Why should biometric scanners be any different?
The hardware costs are always only a fraction of the real costs of a rollout. It does not help the scanner is build into a keyboard.
Biometric helps in one place only: authentication. Neil Hammond mentioned already that there is a solution that does this already without the trouble that comes with biometric devices: SecurID (if you wonder why I like his statement so much have a look at the company I work for...).
If a company likes to invest money into security they rather should spend it on OTP tokens or smart cards - the first one is cheaper and works everywhere (not only where a scanner is installed) and the latter can also provide encryption and digitial signatures.

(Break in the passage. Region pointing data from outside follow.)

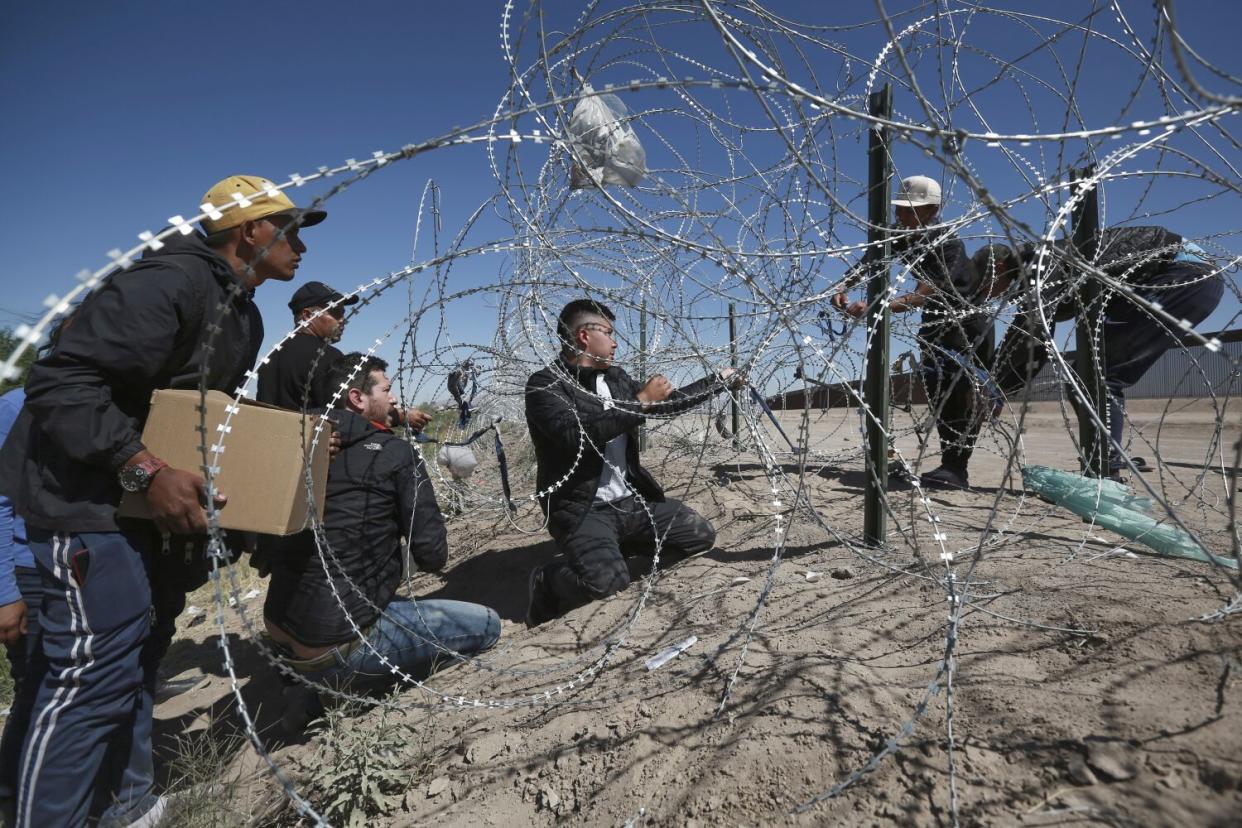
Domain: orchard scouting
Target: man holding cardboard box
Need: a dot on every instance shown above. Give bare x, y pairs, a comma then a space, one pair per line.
109, 595
337, 617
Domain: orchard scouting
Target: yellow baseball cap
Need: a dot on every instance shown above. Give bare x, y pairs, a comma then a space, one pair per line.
245, 198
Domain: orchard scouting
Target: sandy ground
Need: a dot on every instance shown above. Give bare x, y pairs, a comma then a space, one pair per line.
1082, 687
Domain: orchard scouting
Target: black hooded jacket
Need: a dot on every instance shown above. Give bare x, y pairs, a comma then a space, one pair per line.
378, 493
570, 428
88, 399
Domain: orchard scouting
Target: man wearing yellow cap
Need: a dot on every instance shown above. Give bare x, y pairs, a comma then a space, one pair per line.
113, 586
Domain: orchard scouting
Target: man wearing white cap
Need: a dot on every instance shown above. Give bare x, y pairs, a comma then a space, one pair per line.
955, 337
112, 586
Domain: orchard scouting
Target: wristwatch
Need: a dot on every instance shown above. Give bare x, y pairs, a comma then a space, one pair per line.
138, 477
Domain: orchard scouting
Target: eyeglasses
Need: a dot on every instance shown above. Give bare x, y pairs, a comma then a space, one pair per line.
285, 225
604, 329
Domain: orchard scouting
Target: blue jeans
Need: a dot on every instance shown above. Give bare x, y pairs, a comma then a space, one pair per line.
407, 634
20, 653
103, 630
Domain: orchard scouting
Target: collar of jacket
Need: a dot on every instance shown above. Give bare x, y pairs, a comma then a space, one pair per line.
584, 376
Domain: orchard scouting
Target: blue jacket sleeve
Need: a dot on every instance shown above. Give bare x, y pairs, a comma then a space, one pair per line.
9, 591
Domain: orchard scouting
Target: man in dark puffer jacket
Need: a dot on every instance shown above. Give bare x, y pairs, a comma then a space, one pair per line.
378, 493
583, 412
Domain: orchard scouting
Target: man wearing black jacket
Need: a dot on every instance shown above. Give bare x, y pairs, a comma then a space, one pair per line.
583, 412
1158, 265
296, 376
109, 595
333, 610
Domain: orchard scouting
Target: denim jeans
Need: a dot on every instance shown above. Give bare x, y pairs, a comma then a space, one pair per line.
417, 637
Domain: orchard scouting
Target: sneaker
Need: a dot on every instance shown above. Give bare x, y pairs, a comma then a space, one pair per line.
543, 605
302, 706
945, 478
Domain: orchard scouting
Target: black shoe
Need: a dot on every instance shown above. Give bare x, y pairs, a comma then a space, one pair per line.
945, 478
543, 605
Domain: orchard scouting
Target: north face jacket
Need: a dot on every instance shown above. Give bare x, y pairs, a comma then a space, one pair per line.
378, 493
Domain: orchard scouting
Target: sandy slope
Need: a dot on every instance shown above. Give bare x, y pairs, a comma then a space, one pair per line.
1084, 689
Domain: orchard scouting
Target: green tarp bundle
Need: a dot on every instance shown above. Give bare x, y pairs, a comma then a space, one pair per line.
1112, 505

Acceptance of biometric scanners by users is a big obstacle. Yes, the engineers (and apparently some CIOs) love cool things like biometric but they are not the general public which has a different view.
8. Phil Young
I am astounded that people think CIO's and IT Directors of 'non supplier' compaines will make more money from this! We just get the 'bad heads' and no more pay I am affraid.
9. Alan
The single most worrying aspect about biometrics as ID is what will happen when the code is 'cracked'.
I mean its one thing to change a password etc. - but what do you do *when* some personal biological imprint is copied?